Poly-phase (typically, three-phase) power lines are operated with the voltages 120 degrees out of phase with each other. A complex-valued measurement, called a phasor, is commonly used to describe the magnitude and phase of these sinusoidal voltage functions. If the phase angle is referenced to a common time base, such as can be provided by GPS, then the phasor is called a synchrophasor. Synchrophasors are useful for analyzing the dynamic stability of a power system over a wide area, particularly on a transmission grid. Similarly, the magnitude and phase of electric currents can be described as phasors. In general, the angle between the line current and the corresponding line voltage phasors is not zero; this load phasor angle is described in U.S. Pat. No. 7,701,196. Load phasors are useful for analyzing the dynamic loads on a power system, particularly a distribution network, and for adding or subtracting reactive power (volt-amps reactive, or VARs) to the system to reduce I2R losses or otherwise improve the performance of a power system. Moreover, the angle between the current phasors in a three-phase power system is not always equal to 120 degrees; this can occur, for example, when the three-phase load is not balanced.
Magnetic sensors may be utilized to estimate an unknown wire position (or dynamic wire sag), in addition to estimating rms line currents, using data from an additional magnetic-field sensor (or with three additional sensors for three independent sags). A method for doing this is described in U.S. Pat. No. 8,280,652, issued to Promethean Devices. This patent does not appear to envision the additional complexities involved with electric-field sensing and calibration, and the method used in that patent does not apply when using electric-field sensors.
Magnetic and electric-field sensors may be utilized to estimate the magnitude and direction of net electrical power over a power line. For example, see U.S. Pat. Nos. 6,714,000, 6,771,058, 6,956,364, and 7,088,090 issued to Genscape, Inc. These patents disclose the computation of voltage phasors in situations where the assumptions made with relatively simple 2-D models hold (i.e., away from trees, transmission line structures, and fences).
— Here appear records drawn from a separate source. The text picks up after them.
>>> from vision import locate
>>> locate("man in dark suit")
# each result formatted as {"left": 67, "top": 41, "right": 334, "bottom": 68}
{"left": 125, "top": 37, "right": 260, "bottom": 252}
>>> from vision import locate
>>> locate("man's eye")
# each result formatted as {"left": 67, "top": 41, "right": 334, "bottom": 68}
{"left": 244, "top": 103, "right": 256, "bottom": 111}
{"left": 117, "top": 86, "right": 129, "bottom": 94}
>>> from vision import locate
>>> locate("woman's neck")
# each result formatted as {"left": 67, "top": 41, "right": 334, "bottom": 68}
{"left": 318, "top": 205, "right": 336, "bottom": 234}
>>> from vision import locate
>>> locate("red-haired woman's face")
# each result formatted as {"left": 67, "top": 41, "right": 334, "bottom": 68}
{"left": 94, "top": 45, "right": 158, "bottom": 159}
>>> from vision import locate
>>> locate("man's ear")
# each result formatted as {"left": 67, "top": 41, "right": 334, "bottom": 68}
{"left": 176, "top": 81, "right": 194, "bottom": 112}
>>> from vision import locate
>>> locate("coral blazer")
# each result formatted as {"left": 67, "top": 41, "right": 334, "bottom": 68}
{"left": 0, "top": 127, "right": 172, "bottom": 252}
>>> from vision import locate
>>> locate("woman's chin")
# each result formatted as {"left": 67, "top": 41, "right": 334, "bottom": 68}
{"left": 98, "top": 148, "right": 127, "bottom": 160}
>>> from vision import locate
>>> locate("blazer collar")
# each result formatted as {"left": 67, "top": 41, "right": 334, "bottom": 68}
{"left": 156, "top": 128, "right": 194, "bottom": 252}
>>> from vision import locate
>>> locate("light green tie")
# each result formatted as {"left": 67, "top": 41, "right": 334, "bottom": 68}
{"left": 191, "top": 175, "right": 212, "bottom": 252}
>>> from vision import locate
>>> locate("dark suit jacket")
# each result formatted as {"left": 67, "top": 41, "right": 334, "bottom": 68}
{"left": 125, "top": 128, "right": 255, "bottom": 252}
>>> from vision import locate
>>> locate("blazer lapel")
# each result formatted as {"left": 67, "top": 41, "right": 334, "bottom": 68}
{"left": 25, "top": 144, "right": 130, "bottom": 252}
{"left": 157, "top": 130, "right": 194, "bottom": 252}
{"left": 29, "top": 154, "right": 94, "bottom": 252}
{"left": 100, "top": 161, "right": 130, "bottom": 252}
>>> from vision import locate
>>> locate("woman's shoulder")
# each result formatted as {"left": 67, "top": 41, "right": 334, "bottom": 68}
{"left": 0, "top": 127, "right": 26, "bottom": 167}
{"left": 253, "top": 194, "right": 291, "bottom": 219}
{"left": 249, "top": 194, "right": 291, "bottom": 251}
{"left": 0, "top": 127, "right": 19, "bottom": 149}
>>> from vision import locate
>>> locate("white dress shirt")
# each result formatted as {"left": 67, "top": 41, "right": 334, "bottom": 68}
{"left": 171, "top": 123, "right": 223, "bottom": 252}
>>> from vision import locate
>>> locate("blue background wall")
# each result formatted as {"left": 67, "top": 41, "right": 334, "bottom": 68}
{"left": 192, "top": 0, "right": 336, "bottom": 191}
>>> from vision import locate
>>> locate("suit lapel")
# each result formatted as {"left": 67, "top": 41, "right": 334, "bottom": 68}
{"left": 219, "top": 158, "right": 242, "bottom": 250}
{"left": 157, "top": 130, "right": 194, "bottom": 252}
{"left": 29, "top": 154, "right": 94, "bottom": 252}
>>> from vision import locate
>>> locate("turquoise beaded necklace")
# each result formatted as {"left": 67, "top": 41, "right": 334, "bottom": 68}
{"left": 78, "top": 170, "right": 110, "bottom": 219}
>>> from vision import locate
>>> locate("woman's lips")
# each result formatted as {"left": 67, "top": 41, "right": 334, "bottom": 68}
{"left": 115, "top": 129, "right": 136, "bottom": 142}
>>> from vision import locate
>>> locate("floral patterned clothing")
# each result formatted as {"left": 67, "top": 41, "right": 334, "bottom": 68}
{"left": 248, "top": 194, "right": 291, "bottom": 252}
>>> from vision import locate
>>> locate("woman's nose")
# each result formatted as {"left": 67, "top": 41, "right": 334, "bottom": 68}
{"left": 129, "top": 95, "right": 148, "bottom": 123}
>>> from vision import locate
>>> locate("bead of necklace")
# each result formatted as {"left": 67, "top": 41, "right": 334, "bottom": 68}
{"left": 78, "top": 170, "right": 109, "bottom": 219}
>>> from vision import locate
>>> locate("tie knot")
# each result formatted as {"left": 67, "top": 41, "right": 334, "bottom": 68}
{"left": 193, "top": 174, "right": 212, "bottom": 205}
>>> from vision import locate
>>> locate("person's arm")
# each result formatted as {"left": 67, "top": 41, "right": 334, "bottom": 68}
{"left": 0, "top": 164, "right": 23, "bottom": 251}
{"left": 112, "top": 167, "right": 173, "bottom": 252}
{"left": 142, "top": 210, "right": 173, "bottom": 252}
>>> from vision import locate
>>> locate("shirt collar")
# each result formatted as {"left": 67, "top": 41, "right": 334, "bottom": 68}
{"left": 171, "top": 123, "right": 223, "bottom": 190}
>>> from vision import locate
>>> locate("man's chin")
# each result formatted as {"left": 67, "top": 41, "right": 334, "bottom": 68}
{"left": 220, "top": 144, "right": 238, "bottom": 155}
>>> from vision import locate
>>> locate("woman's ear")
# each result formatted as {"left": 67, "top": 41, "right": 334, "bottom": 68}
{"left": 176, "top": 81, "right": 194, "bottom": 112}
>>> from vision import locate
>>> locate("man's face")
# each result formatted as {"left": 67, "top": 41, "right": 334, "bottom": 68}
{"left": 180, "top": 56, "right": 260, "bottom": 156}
The present invention relates broadly to the monitoring of power lines and, in particular, to power quality and synchrophasor monitoring on power lines. With the advent of Distributed Generation (DG), electric power grid management increasingly monitors power quality parameters in the grid as reported in G. Benmouyal, et al., “Synchronized phasor measurement in protective relays for protection, control, and analysis of electric power systems,” 57th Annual Conference for Protective Relay Engineers, April 2004, pp. 419-450 and O'Brien, J. et. al., “Use of Synchrophasor Measurements in Protective Relaying Applications”, Power System Relaying Committee, Report of Working Group C-14 of the System Protection Subcommittee, April 2012. Therefore, there is a need for systems that monitor the electrical power grid.